Integrated Pest Management(IPM) for Landscapes

What is Integrated Pest Management (IPM)?

Integrated Pest Management, or IPM, is a preventative and treatment process, that utilizes an environmentally friendly approach to resolve pest issues within the environment. IPM programs focus on the use of holistic treatment and preventative options, so as to minimize the impact, exposure, and risks to people and the surrounding environment.

Integrated Pest Management (IPM) Definition

Over the years there have been many definitions for IPM and as the years go on, the definition has continued to evolve. I am going to share what is perhaps my favorite definition of Integrated Pest Management (IPM). It most closely reflects my use of IPM and is broken down in a manner that is more easily understood:

“Integrated pest management (IPM) is a pest management strategy that focuses on long-term prevention or suppression of pest problems with minimum impact on human health, the environment, and non-target organisms. Preferred pest management techniques include encouraging naturally occurring biological control, using alternate plant species or varieties that resist pests, selecting pesticides with lower toxicity to humans or non-target organisms; adoption of cultivating pruning, fertilizing, or irrigation practices that reduce pest problems; or changing the habitat to make it incompatible with pest development. Broad spectrum pesticides are used as a last resort when careful monitoring indicates they are needed according to pre-established guidelines.”

M.L. Flint, S. Daar and R. Molinar. 1991. Establishing integrated pest management policies and programs: a guide for public agencies. Univ. Calif. IPM Pub. 12. 9 pp.

 

For additional IPM definitions read the Integrated Plant Protection Centers, Compendium of IPM Definitions (CID)

How does Integrated Pest Management (IPM) Work?

Early detection, monitoring, and accurate identification of pests…

IPM focuses mainly on prevention of future pest issues by assessing current risk factors. In order, to efficiently assess possible risks, we need early detection and monitoring. This means that we need to determine what pests are currently present in your landscape, the number of pests and what damage has already transpired. Determining whether or not a pest is likely to become a problem and developing an effective management strategy are dependent on accurately identifying the pest. Once a pest has been identified and monitoring has been completed, we then take into consideration the pest itself, as well as environmental factors to determine whether or not the pest can be tolerated, or if there is need for control.

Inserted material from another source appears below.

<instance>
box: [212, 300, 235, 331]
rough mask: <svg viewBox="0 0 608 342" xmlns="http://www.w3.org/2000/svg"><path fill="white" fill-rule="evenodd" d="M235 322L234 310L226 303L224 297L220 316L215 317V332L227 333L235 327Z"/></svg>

Integrated Pest Management (IPM) focuses on long-term prevention of pest and managing environmental damages…

IPM programs focus on more than just simply eliminating current pests, but rather taking into consideration the environmental factors within the landscape that are affecting the pest and its ability to thrive. Using a combination of controls, or methods, we can create conditions that are unfavorable for the pest rendering a long-term solution and preventing re-infestation. Pest management controls are grouped into four main categories:

Biological

A Biological control is a method that relies on the use of natural mechanisms, often with the support of an active human management role to control pests and their damage. What do I mean by natural mechanisms? I mean the use of pests’ natural enemies, predators, pathogens, parasites, and competitors. These natural enemies may be released on the property, or if attainable, attracted to the landscape. For example, specific types of flowers or plants, may be utilized to attract beneficial insects to pest-prone, or pest infested sites throughout the landscape.

Mechanical

Mechanical, or physical, controls are methods used to physically control a pest; perhaps by killing the pest directly, systematically blocking the pest from an area using screens or barriers, or creating an unfavorable living condition such as using mulch to control weeds.

Cultural

A Cultural control is the practice of modifying the growing environment to reduce pest prevalence and mitigate the reproduction, spread, and survival of the unwanted pests. Some examples of cultural control in Integrated Pest Management (IPM) might include modifying the soils pH levels or altering irrigation procedures.

Chemical

A Chemical control is the use of pesticides, to eliminate unwanted pests. However, in IPM pesticides are used only as needed and are applied sparingly to minimize contamination and possible harm to humans, water sources, the surrounding landscape or environment and even other organisms (i.e. insects or pests) that are not the target. In addition, chemical controls are used in combination with one, or more, of the above mentioned methods to create a more effective and long-term result.